Games and performance
While we were excited for a new portable from Nintendo, we had our usual fears concerning graphical performance. While 3DS is awesome, it’s thanks to games and not hardware, which is miles behind the Vita. But what of Switch? Can it impress?
In center there’s a Nvidia Tegra NX1 chip similar to the one used in Nvidia Shield.
We can’t judge its graphical prowess just yet: we haven’t seen a “real” exclusive yet; both The Legend of Zelda: Breath of the Wild and Mario Kart 8 Deluxe are, essentially, ports of Wii U games. Sure, Wii U is almost as powerful, but we have to wait for the developers to utilize the hardware to its full potential. For now, though, the games look great. Zelda, for one, is the most spectacular-looking handheld game ever, that’s for sure.
While The Legend of Zelda: Breath of the Wild was supposed to be released as a Wii U excusive, it visited both consoles with little to no differences. Wii U outputs the game in 720p while Switch can boast 900p in docked mode and 720p in portable mode. The Switch is more powerful, but there are some problems with FPS sometimes. Only in docked mode, though.
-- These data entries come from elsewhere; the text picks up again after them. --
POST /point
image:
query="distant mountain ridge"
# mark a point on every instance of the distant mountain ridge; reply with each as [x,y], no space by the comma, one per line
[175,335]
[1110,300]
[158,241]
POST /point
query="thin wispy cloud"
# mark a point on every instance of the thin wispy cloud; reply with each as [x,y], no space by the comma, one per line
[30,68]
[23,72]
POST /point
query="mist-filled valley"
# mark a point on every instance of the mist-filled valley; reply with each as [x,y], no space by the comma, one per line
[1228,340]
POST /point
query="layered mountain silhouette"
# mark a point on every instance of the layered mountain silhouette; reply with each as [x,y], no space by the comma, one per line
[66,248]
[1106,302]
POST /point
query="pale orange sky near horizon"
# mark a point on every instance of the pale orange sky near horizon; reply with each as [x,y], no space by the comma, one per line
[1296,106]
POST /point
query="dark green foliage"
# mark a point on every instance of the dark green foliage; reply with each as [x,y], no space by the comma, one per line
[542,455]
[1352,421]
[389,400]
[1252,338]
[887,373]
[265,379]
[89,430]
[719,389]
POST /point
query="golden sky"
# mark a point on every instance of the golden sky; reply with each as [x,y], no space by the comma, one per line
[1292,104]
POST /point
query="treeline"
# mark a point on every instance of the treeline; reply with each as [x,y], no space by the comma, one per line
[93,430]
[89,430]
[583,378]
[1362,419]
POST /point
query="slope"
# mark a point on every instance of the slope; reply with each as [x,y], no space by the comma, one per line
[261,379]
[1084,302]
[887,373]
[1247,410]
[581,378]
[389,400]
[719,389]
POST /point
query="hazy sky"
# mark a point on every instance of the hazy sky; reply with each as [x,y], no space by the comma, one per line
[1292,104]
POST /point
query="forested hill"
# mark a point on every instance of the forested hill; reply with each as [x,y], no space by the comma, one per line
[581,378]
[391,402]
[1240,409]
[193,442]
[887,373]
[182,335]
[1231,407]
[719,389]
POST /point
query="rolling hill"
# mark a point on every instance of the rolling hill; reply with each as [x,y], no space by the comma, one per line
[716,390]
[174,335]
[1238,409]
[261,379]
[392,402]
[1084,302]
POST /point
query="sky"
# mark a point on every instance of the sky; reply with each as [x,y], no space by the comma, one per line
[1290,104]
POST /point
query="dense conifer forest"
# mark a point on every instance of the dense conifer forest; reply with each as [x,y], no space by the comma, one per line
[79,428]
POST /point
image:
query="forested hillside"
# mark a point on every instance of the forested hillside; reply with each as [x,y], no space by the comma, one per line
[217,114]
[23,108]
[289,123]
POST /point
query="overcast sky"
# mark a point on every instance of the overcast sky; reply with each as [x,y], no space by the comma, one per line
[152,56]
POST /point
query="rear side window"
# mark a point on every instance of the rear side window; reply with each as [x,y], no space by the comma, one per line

If you are unfamiliar with Nintendo games, you might ask just why should you buy it? And yes, we have to say, there are not nearly enough games for now, although The Legend of Zelda: Breath of the Wild alone warrants a buy and it can take you months to finish it. In the next few months we can expect more exclusives: from already released Mario Kart 8 Deluxe to Splatoon 2, Arms and Super Mario Odyssey.
If you have no idea what those games are, there might be a problem. Sure, EA’s FIFA is in the works, and so is The Elder Scrolls: Skyrim, but overall there’s no way of knowing how much third-party games would eventually find their way to Switch. If you are mostly interested in shooters, Switch may be the wrong choice for you. In the future, though, we can expect myriads of indie titles. I can predict that Nintendo’s console will become the new king of indies – sorry, Vita, you had a good run.
Good battery life is essential for any portable device and especially a console. Nintendo Switch is not great in that regard, but I can’t really blame it, considering its power and portability. Nintendo says that the console will work for 2,5 hours and up to 6 hours depending on the game. After some testing, we concur that these numbers are accurate.
The Legend of Zelda: Breath of the Wild will work for about 2 and a half hours. You can squeeze a bit more by using the plane mode and playing with low brightness level.
But is 2 and a half hours actually bad? No, not really. My 3DS, although, admittedly, not new, can hardly work for longer time. It’s enough for morning commute or quick play in the queue. There are battery extensions on the market for those who travel a lot.
We can judge Nintendo Switch after a couple of years. There are not enough games, and support from third level studious is unknown. For now, it is a success – the fastest selling console of the company. But only time will tell if it’s really successful. Will it unite the East and the West? Will it bring our favorite portable series into the world of high definition graphics?
Technically, it’s impressive. For its size, it’s surprisingly comfy to play. And, knowing Nintendo, we can expect great new titles. This is not Sony – they won’t abandon it. Nintendo Switch is the most intriguing event in the world of gaming in 2017, and I’m happy be a part of their new revolution.